Review by Matt B. (BuffaloSavage)

 

Like Cyril Hare, who wrote only about 10 mysteries before he died young, Christianna Brand wrote only eight whodunnits in the 1940s and early 1950s before raising a family became a bigger priority. Prior to this one, I’d read only Green for Danger (review here), regarded as a classic novel and movie.

As in Green for Danger, Tour De Force features a small group, any member of which had more or less the same motive and opportunity to do in the vic. Brand’s cat and mouse game involves giving the reader fair clues all the way down the line, so it’s excellent for readers who enjoy puzzlers.

Her series character is Detective Inspector Cockrill, nicknamed Cockie, which is as well since we never find out his first name. Bird-like but tough, ironic, mercifully quirk-free but middle-aged enough to be tender-hearted, his base is Kent, but in Tour De Force, he is  vacationing solo to San Juan el Pirata (John the Pirate). He is tired of his fellow tourists on the package tour even before he disembarks, and about a third into the novel is he tired of abroad as well.

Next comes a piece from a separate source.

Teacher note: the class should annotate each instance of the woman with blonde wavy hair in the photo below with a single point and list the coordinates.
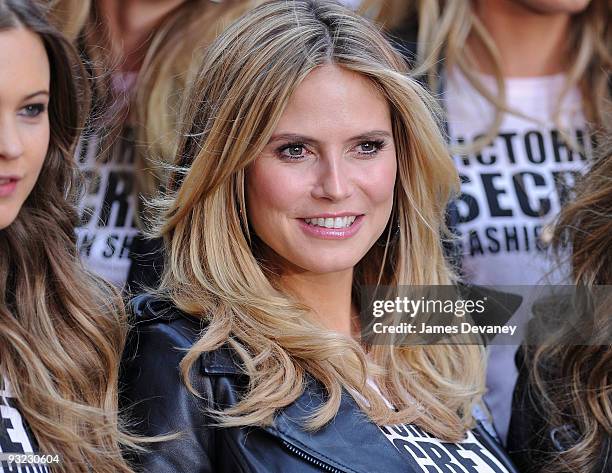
(139, 55)
(525, 84)
(62, 331)
(309, 166)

Indeed, the tourists run the gamut. Cecil Prout is a fashion designer who doesn’t seem to mind who knows he’s gay. Miss Trapp is a lonely woman who is getting the glad eye from Fernando, a Spanish-British tour guide from Gibraltar. Leo Rodd used to be a concert pianist before he lost an arm and his wife Helen helps him so much that she gets on his nerves. A young woman with red hair and lots of flash, Louvaine Barker is in fact a noted novelist. Vanda Lane is a reclusive young woman who is man-hunting. All the characters are well-developed and convincing.

A member of the group turns out to be a blackmailer and ends up with a knife in the chest. Strangely, the suspects were on the beach in plain view of Inspector Cockrill. The local police, smugglers one and all, need a patsy to appease touristic opinion so anybody will do, evidence be damned. Cockie, then, must act to protect his fellow nationals from the horror of injustice at the hands of feudal  and sinister foreigners. Underling the farcical aspects of the incidents in the story, Cockie must don the “hapless overseas” mask in a funny scene hinging on the language barrier.

I must confess that at more than 250 pages any mystery starts to weary me and this was no exception. But that’s just me. The reveal is truly a rocker. Justifying the gutsy choice of a title for this novel. I’m sure that readers who like puzzlers a la Agatha Christie and John Dickson Carr would get a kick out of this story.